Con la forza della disperazione la donna si aggrappò al braccio di Ullr. Fu la sorpresa, più che la disponibilità a obbedire, ciò che lo spinse a trattenere il colpo. Negli occhi della fanciulla non c’era paura, o non solo: essi esprimevano un’angoscia sgomenta, dolorosa, che somigliava alla pietà. Era stata l’apparizione di quell’ultimo viso a suscitarla? Era un viso diverso dagli altri, fanciullesco, incomparabilmente triste, quasi timoroso. Dall’ammasso strisciante di demenza e iniquità emersero dita – una mano – un braccio proteso verso la giovane. Ella sollevò la mano a propria volta. L’espressione del giovinetto si raddolcì. Le sue labbra pronunciarono una parola, forse un nome.
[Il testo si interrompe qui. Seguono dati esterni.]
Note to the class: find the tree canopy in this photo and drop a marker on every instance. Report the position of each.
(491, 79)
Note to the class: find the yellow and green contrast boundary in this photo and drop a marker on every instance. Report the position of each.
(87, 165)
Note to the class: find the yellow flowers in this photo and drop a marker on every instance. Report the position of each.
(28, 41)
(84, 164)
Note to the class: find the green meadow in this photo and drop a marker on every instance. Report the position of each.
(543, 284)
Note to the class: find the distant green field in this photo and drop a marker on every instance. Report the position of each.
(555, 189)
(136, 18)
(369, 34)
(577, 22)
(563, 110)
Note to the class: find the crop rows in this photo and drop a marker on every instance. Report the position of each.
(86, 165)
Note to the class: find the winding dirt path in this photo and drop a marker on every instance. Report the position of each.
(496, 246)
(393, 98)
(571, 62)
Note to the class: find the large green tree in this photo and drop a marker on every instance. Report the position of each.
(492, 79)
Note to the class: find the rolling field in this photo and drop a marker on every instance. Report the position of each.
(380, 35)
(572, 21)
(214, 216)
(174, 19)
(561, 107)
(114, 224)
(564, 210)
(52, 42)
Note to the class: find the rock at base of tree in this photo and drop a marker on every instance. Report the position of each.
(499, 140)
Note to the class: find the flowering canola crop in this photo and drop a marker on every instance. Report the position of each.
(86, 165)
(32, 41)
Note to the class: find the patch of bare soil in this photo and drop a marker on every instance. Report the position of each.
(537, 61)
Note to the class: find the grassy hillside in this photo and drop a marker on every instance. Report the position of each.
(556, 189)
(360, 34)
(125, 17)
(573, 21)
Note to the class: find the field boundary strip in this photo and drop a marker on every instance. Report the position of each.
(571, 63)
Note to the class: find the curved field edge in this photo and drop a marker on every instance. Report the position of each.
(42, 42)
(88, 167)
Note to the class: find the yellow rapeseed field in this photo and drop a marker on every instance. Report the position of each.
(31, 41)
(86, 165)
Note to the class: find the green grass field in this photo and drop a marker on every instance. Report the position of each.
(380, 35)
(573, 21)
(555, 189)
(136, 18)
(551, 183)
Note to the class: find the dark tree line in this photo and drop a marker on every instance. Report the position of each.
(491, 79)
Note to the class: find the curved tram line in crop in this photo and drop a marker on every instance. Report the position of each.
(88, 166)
Infine celebrarono l’incontro poc’anzi rimandato con il pugno di Ullr, anche più energico del solito. Mentre il viso si ritraeva nell’ammasso, l’uomo del nord raccolse la giovane come si raccoglie un rotolo di coperte e se la caricò in spalla. L’oscurità fremette in gran tumulto; lembi di carne simili a tentacoli guizzarono in tutte le direzioni. Poi l’orrore compì un balzo formidabile verso il soffitto, per un istante rimase appollaiato come un ragno, infine piombò sopra alla porta di ferro, in preda a una furia cieca e irrefrenabile.
«Forse meglio se noi discute debito da altra parte.»
Ignorando le proteste della fanciulla, Ullr agguantò anche il corpo privo di sensi di Huzziya, e insieme a Jin BaoBao fuggì a gambe levate per il corridoio, verso il cuore del tempio.